Uncertainty Estimation of Large Language Models in Medical Question Answering
Jiaxin Wu, Yizhou Yu, Hong-Yu Zhou
TL;DR
This work addresses uncertainty estimation for large language models in medical question answering, where hallucinations pose critical safety risks. It evaluates existing UE approaches (entropy-based, self-assessment, external tools) and introduces Two-phase Verification, a probability-free pipeline that uses step-wise explanations, verification questions, and cross-checks to detect inconsistencies. Across three biomedical datasets and two model sizes, Two-phase Verification yields the strongest and most stable uncertainty signals, and its performance scales with model size. The approach holds promise for safer deployment of LLMs in high-stakes medical contexts, though it also highlights limitations in verification question generation and domain knowledge integration that warrant further research.
Abstract
Large Language Models (LLMs) show promise for natural language generation in healthcare, but risk hallucinating factually incorrect information. Deploying LLMs for medical question answering necessitates reliable uncertainty estimation (UE) methods to detect hallucinations. In this work, we benchmark popular UE methods with different model sizes on medical question-answering datasets. Our results show that current approaches generally perform poorly in this domain, highlighting the challenge of UE for medical applications. We also observe that larger models tend to yield better results, suggesting a correlation between model size and the reliability of UE. To address these challenges, we propose Two-phase Verification, a probability-free Uncertainty Estimation approach.
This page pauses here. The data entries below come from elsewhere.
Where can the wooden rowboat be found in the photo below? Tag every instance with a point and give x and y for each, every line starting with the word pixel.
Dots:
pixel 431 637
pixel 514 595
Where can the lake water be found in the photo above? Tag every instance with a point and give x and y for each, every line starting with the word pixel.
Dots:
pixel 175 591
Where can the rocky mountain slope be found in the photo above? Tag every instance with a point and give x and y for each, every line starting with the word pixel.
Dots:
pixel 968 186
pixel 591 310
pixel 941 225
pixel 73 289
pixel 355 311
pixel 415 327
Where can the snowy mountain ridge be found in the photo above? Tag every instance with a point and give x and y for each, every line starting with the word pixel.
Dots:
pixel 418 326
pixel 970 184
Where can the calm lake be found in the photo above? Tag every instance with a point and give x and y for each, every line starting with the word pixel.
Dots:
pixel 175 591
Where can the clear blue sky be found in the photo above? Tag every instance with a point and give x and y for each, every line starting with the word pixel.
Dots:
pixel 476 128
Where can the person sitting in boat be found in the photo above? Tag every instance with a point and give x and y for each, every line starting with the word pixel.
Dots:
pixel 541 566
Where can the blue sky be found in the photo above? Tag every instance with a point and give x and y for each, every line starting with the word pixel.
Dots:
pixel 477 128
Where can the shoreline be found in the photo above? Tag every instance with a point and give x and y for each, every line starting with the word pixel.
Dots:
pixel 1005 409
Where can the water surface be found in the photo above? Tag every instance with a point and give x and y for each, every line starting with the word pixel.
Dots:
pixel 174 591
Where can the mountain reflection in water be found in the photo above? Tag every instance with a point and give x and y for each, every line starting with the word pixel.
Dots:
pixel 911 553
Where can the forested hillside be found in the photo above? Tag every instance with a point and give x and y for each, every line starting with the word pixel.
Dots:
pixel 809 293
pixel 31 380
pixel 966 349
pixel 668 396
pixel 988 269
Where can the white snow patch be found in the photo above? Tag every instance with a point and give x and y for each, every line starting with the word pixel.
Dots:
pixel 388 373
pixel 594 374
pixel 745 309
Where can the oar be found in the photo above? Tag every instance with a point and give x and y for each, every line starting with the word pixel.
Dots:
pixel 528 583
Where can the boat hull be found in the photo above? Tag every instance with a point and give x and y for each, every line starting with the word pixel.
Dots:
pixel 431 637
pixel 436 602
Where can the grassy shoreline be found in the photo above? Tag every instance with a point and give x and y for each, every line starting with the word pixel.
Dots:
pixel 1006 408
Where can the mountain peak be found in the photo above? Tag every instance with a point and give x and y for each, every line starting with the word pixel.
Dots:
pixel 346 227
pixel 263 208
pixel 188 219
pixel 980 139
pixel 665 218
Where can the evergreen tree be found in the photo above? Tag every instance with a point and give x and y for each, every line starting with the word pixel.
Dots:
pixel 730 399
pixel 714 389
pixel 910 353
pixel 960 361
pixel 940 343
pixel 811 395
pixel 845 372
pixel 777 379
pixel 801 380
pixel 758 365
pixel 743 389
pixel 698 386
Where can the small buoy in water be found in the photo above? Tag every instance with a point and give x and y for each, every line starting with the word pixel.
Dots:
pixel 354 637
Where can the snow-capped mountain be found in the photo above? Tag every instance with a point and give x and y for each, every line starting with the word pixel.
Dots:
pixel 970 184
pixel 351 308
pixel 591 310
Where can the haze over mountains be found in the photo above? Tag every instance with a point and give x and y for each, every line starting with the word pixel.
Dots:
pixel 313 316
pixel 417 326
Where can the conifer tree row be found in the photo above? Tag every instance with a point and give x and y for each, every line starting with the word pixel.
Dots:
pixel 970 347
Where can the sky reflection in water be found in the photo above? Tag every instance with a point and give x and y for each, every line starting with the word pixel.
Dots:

First, an LLM generates a step-by-step explanation alongside its initial answer, followed by formulating verification questions to check the factual claims in the explanation. The model then answers these questions twice: first independently, and then referencing the explanation. Inconsistencies between the two sets of answers measure the uncertainty in the original response. We evaluate our approach on three biomedical question-answering datasets using Llama 2 Chat models and compare it against the benchmarked baseline methods. The results show that our Two-phase Verification method achieves the best overall accuracy and stability across various datasets and model sizes, and its performance scales as the model size increases.